Rhode Island news
Route 95 bridge further restricted
07:42 AM EDT on Thursday, May 8, 2008
PROVIDENCE — The state Department of Transportation yesterday reduced the weight limit on the Route 95 bridge across the Pawtucket River for the second time because continued deterioration of major structural elements has further reduced its capacity.
Kazem Farhoumand, the DOT’s acting chief engineer, said that the bridge remains safe and that the weight limit, reduced to 18 tons from 22 tons, has been changed to head off more deterioration, not because of a threat of collapse.
“If a truck that’s 19 or 20 tons goes over it, it doesn’t mean it’s going to cause major damage,” he said. He also said the DOT may repair the beams whose deterioration prompted the new weight limit.
Farhoumand said the reduction is in response to inspection results received last week that found increased deterioration of three steel floor beams. DOT officials met Tuesday with agency consultants and Federal Highway Administration officials and decided to impose the new weight limit, he said.
Farhoumand said it’s possible that some loaded school buses might reach the new limit, and in that case, “I would take the detour.” He offered to arrange to have buses weighed by the state police, who enforce the weight limit, if school officials want, “to put everybody’s mind at ease.”
John DiTomasso, assistant administrator at the state Division of Motor Vehicles, said he thinks it’s “highly unlikely” that school buses will exceed the 18-ton limit, and that relatively few school buses use the bridge. Also, he said, some models are lighter than others. If buses approach the limit, he said, school transportation officials can probably use lighter bus models for field trips to Boston, for example, rather than take a detour.
The bridge is actually two separate bridges, one carrying northbound traffic and the other southbound. Their superstructures are based on four steel main girders running parallel to traffic, one at each edge of each of the bridges. The floor beams, 35 on each bridge, run between the main girders, perpendicular to traffic.
Other, smaller beams run lengthwise on top of the floor beams and directly support the concrete deck.
David W. Fish, the DOT’s managing engineer for bridge engineering, said that two of the problem floor beams are on the southbound side, and that the inspection showed their capacity reduced to 18 tons. The other one, on the northbound side, is rated at 20 tons, he said.
Farhoumand said that having trucks heavier than the weight limit cross the bridge won’t cause an immediate problem. The trouble, he said, is that “if people continue doing that, over time it’s going to cause more damage,” reducing the bridge’s capacity and causing events like yesterday’s.
The DOT’s strategy, officials have said, is to keep inspecting the bridge, respond to problems as they emerge, and try to keep it operating at an acceptable capacity as cheaply as possible until it can be replaced.
“We hope to get out there sometime next year to start the replacement,” Farhoumand said yesterday.

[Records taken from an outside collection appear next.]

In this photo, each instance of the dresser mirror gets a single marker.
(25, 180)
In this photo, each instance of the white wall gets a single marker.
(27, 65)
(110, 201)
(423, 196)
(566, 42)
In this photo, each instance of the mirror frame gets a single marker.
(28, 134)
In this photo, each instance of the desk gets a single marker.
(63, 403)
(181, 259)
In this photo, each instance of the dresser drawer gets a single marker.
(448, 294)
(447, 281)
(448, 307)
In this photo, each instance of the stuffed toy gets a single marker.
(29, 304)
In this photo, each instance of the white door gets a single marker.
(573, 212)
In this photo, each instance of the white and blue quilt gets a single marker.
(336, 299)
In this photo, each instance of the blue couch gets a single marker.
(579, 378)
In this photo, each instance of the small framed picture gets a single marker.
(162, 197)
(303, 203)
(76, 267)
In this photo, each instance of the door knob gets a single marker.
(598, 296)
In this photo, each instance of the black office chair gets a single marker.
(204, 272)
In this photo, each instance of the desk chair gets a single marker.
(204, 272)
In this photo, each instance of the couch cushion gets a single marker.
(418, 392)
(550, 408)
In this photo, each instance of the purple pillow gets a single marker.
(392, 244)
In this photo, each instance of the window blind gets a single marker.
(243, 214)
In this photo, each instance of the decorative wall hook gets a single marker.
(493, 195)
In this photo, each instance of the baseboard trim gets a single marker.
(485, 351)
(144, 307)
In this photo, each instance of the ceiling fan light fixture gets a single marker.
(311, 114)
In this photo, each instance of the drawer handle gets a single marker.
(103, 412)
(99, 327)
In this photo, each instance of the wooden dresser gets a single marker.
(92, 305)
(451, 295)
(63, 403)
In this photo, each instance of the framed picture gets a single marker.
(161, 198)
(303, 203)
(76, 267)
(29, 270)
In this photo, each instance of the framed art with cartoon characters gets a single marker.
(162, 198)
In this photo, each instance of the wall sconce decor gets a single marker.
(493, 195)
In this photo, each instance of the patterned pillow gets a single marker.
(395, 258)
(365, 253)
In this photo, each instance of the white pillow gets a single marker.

He said the current problems don’t apply to the bridge’s categorization as being “fracture-critical.” The term applies to the Pawtucket bridge because the failure of any of the four main girders could cause a collapse, since that would leave one edge of the deck entirely unsupported. But Farhoumand noted that the bridge’s immediate problems don’t affect those girders. The floor beams that are the problem are spaced more closely, 30 feet apart, and the failure of one of them wouldn’t cause a collapse, he said.
On the other hand, the bridge has many serious problems that the DOT has already made public, including beams with holes rusted through them, sections of beams entirely rusted away and a deck that sounds hollow when you hit it in some places. That suggests that the concrete is coming apart, according to an inspection report the DOT made public in December.
When it first imposed a weight limit in November, the DOT also permanently closed a northbound entrance ramp onto the bridge, installed steel brackets to help support the far-right lane northbound where it forms the deceleration lane for the School Street exit and installed a temporary steel column to help hold up that section of the bridge. It also shifted traffic away from the bridges’ edges in both directions.
The DOT has also asked the General Assembly for authority to ban all vehicles with three or more axles. It said that’s needed because overweight trucks continue to use the bridge despite the weight limit and because of the difficulty of enforcing a limit that affects many trucks when they are full but not when they are empty. Where imposing a significant fine now requires weighing a truck to prove it is overweight, it’s easy to see how many axles a vehicle has.
Farhoumand said that he does not expect a large impact on truck traffic, and that the detours, routed through city streets when the DOT imposed the weight limit in November, are working well. The DOT has also been directing through truck traffic around the bridge, using routes 146 and 295.
Built in 1958 as part of the original interstate highway system, the bridge carries an estimated 162,000 vehicles per day.